Classic/cup/elite soccer requires a more significant commitment of time and money than any of the other major ways to play youth soccer in the US. Teams generally practice at least three days per week and train on the weekends. Until high school years, clubs usually play nine to twelve months in the year. Many of these players will also play for their middle school teams, and are expected to play at soccer camps or find other forms of training when their season is not in full-swing. Coaches are professional and paid, parents are expected to take their kids sometimes several hours by car roundtrip, and annual tournaments can incur additional demands on time and money. Some of the most successful clubs can offer reduced fees for families facing financial hardship,  but these clubs generally require that families be wealthy or be willing to give an arm and a leg for their child’s soccer career. Such high barriers to entry are exclusionary, but they encourage camaraderie amongst those willing to sacrifice together. Frequent training and overnight trips bond parents and players as team members spend significant portions of their lives together.
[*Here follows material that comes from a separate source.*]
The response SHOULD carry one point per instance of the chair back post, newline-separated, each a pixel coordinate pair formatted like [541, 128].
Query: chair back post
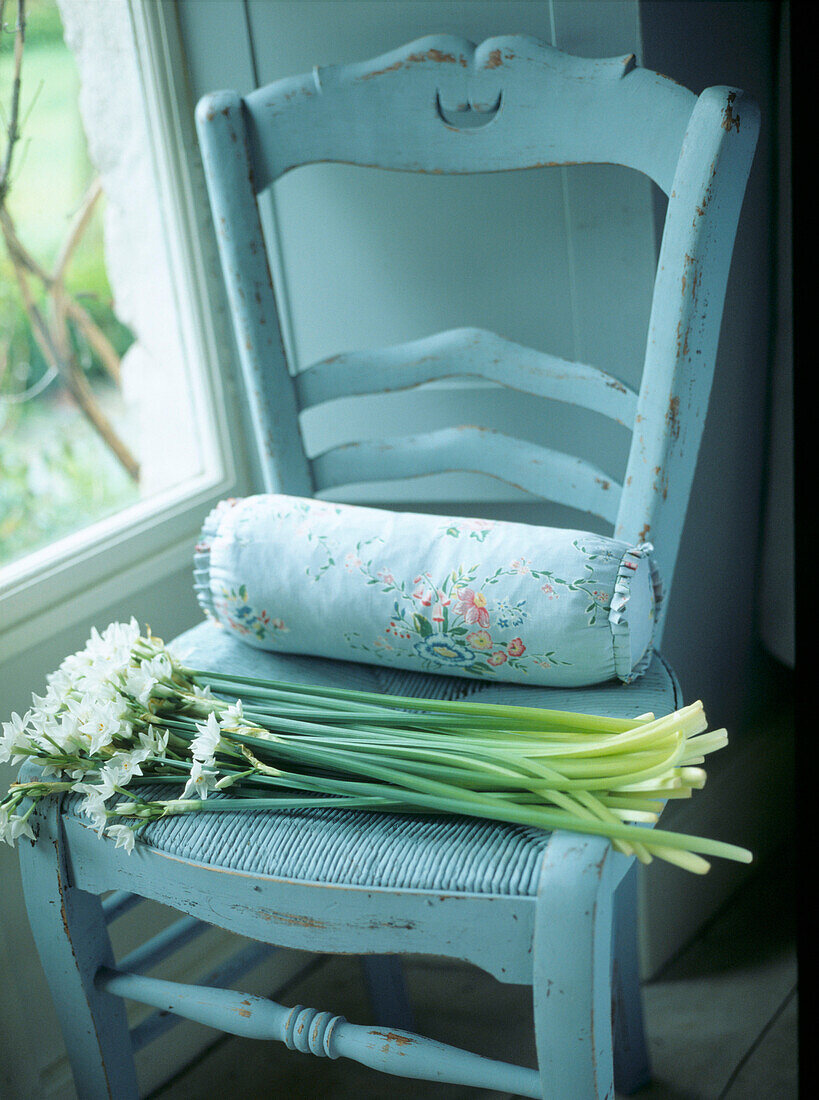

Large organizations like NCFC will have tiers or “pools” of cup players. The lowest ranking squad will look a lot like a strong travel team, and the top squad at NCFC competes in the country’s most elite national league.  Your average ECNL team plays at a higher level and requires a more significant of time and money than their USYS state cup counterparts, but the best state cup teams from regions without ECNL teams are still stronger than a number of ECNL teams. It is common for teams in both leagues to have a tie to a professional or semi-professional team, as NCFC Youth players do with their professional organization or Arsenal Club of Pittsburgh with West Ham United. Competition to get onto these teams is intense.

Players at this level are often shooting for the stars. Tryouts and assessments at clubs like NCFC take place twice a year, and it is not uncommon for all but the very best players on the top squad to be shifted between teams. The goal is to make the strongest top-tier team possible and have the other squads develop players to join and improve the top team. A player on a top cup or elite team is more likely to identify with their broader club than they are to be able to play with the same group of players for several years.

This touches on a dark side of the highest levels of youth soccer. The more selective and competitive a team is, the more fluid its roster. Each kid strives for maximal individual success. Parents jockey with one another to claim credit for their kids and cast blame on the “weak links.” The more that parents and kids invest in soccer, the more they stand to lose. This dynamic can yield significant tension  and drama not too different from the sort of obsession displayed on shows like “Dance Moms.” While team victories help the individual players look good, those aspiring to the professionals or the national team must ultimately be more dedicated to their own development than to that of the team. As is often the case in highly-competitive settings, classic, cup, and elite youth soccer encourage more individualism than community.